Last October, Netflix struck a 10-year deal to take over all of Shepperton Studios, home to films ranging from Alien to Mary Poppins, to guarantee the space it needs to pump out productions without delay. The first production was the Charlize Theron film The Old Guard.
Meanwhile, Shepperton’s parent company Pinewood Studios, home to the James Bond and Star Wars franchises, has struck a similar deal with Disney. The world’s largest entertainment company agreed the long-term deal as it shifts the business, traditionally focused on cinema releases and pay TV, to streaming with the launch of the Disney+ streaming service.
Earlier this month, Disney announced that its streaming service, which has been underpinned by the $100m Star Wars TV spin-off The Mandalorian, has managed to attract 74 million subscribers worldwide less than a year after launch.
Nearly £3.7bn was spent on shooting high-end TV shows and films in the UK last year, including blockbusters such as the James Bond film No Time to Die.
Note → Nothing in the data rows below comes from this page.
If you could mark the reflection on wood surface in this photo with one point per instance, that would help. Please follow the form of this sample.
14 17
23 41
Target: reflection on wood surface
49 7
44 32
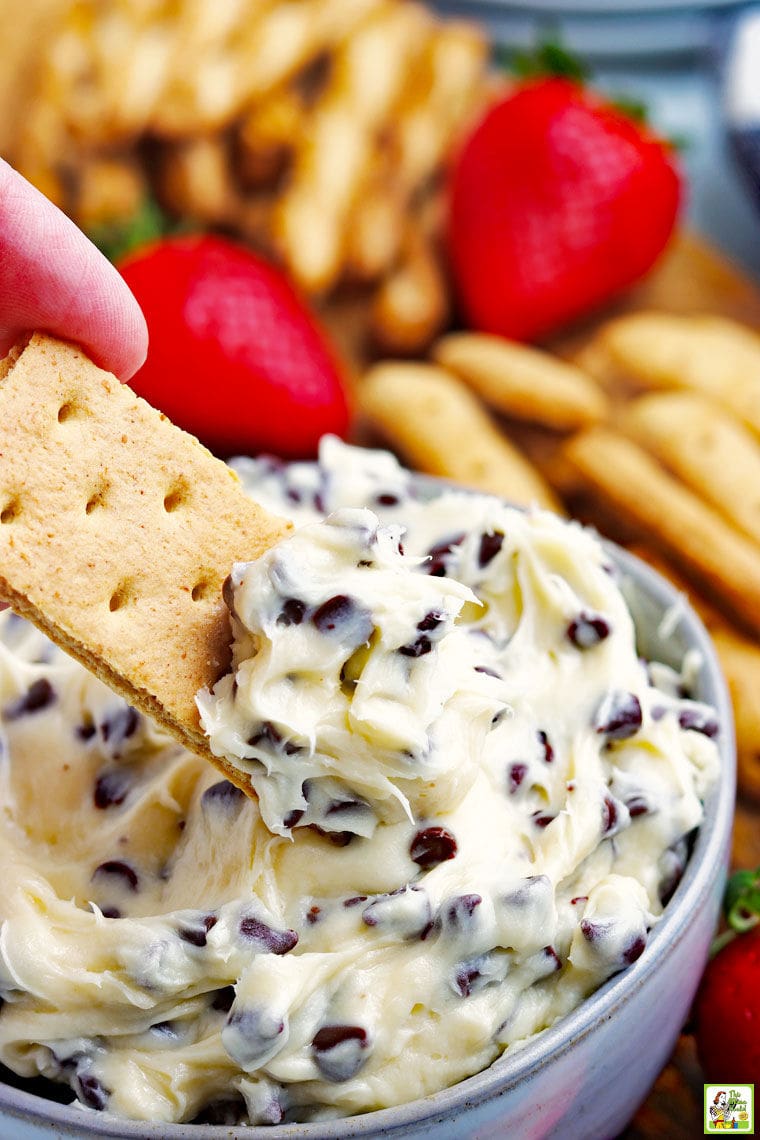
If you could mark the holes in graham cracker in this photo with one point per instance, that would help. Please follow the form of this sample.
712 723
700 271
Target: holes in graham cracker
120 597
97 498
67 410
177 496
10 511
202 589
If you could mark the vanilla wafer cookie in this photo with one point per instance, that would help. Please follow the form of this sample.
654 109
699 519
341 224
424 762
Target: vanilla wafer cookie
676 520
116 534
522 381
441 428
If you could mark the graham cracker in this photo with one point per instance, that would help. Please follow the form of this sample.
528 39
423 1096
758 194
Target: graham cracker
116 532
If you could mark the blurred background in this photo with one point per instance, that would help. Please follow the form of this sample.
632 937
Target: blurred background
673 57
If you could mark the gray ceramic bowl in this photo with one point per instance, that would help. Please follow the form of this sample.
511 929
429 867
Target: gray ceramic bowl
583 1077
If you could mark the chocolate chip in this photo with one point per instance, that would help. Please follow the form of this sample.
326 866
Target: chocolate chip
275 942
419 648
699 719
222 999
334 613
619 716
405 912
228 1112
338 1051
91 1091
165 1029
266 734
111 788
587 630
337 838
120 725
222 796
594 931
634 950
39 695
610 815
546 746
489 547
432 846
637 805
196 935
456 914
466 976
517 773
116 869
293 612
228 594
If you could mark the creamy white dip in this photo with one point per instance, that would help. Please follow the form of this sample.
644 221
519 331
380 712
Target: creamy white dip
473 803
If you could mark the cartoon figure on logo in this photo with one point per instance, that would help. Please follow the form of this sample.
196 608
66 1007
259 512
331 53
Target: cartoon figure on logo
721 1113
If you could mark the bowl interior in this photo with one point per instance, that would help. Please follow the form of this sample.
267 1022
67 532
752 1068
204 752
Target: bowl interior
667 628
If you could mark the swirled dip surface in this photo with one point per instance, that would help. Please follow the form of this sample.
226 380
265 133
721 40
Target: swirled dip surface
474 801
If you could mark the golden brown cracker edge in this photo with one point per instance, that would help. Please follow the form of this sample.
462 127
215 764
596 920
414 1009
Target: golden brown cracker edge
116 532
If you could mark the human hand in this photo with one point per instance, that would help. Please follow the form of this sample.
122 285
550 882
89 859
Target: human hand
54 279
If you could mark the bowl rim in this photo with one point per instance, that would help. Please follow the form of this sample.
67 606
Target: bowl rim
704 871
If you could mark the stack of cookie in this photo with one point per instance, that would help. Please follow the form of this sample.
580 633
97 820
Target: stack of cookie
652 433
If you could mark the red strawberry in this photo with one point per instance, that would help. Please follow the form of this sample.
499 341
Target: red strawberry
558 202
235 356
727 1008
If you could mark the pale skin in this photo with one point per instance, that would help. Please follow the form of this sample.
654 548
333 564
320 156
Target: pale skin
54 279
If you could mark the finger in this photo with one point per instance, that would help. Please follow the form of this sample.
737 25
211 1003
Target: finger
54 279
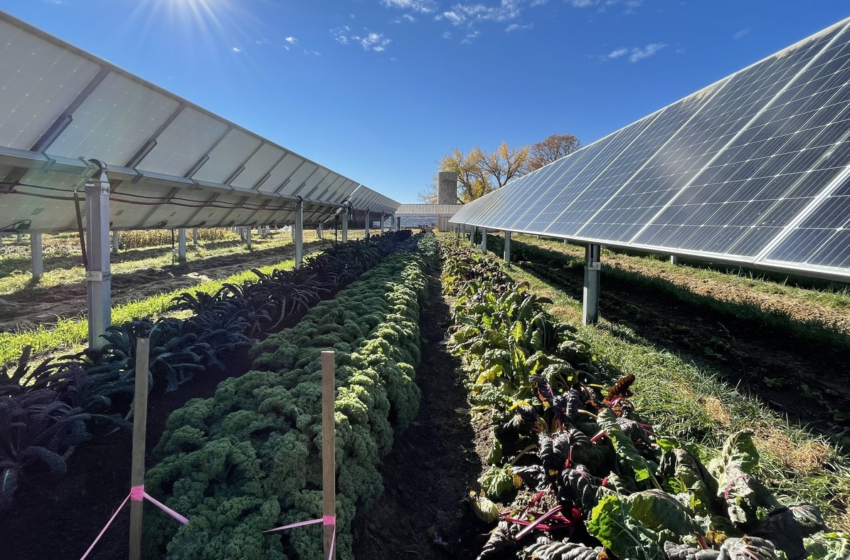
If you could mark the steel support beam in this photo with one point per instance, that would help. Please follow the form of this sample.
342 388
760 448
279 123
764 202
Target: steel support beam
37 256
367 224
98 276
298 234
181 244
592 268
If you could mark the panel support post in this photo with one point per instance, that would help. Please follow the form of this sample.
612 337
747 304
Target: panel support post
328 453
37 256
298 234
181 244
137 468
592 268
98 276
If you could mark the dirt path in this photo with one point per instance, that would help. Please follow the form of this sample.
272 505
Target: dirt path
431 468
801 309
30 308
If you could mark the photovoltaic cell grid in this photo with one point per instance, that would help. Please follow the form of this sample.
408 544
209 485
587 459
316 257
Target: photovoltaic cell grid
169 162
751 169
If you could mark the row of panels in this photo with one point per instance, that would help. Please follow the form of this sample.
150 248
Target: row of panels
61 102
750 169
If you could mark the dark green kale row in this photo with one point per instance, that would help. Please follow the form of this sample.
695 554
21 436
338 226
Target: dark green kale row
46 411
579 475
249 459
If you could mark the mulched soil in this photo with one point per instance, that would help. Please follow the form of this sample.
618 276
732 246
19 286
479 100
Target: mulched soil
423 513
42 306
59 519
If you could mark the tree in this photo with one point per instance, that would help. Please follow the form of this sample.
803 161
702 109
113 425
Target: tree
553 148
479 172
Although £1.95bn was spent on shooting films, the growth engine is high-end TV production, defined as shows that cost more than £1m an episode to make.
Spending on such shows, from Game of Thrones to His Dark Materials, has almost tripled to £1.7bn between 2014 and 2019, according to industry body the BFI. Almost 80% of that spend is from the likes of Netflix, Amazon and Disney, which have a combined UK viewership of more than 30 million, and more than 400 million globally.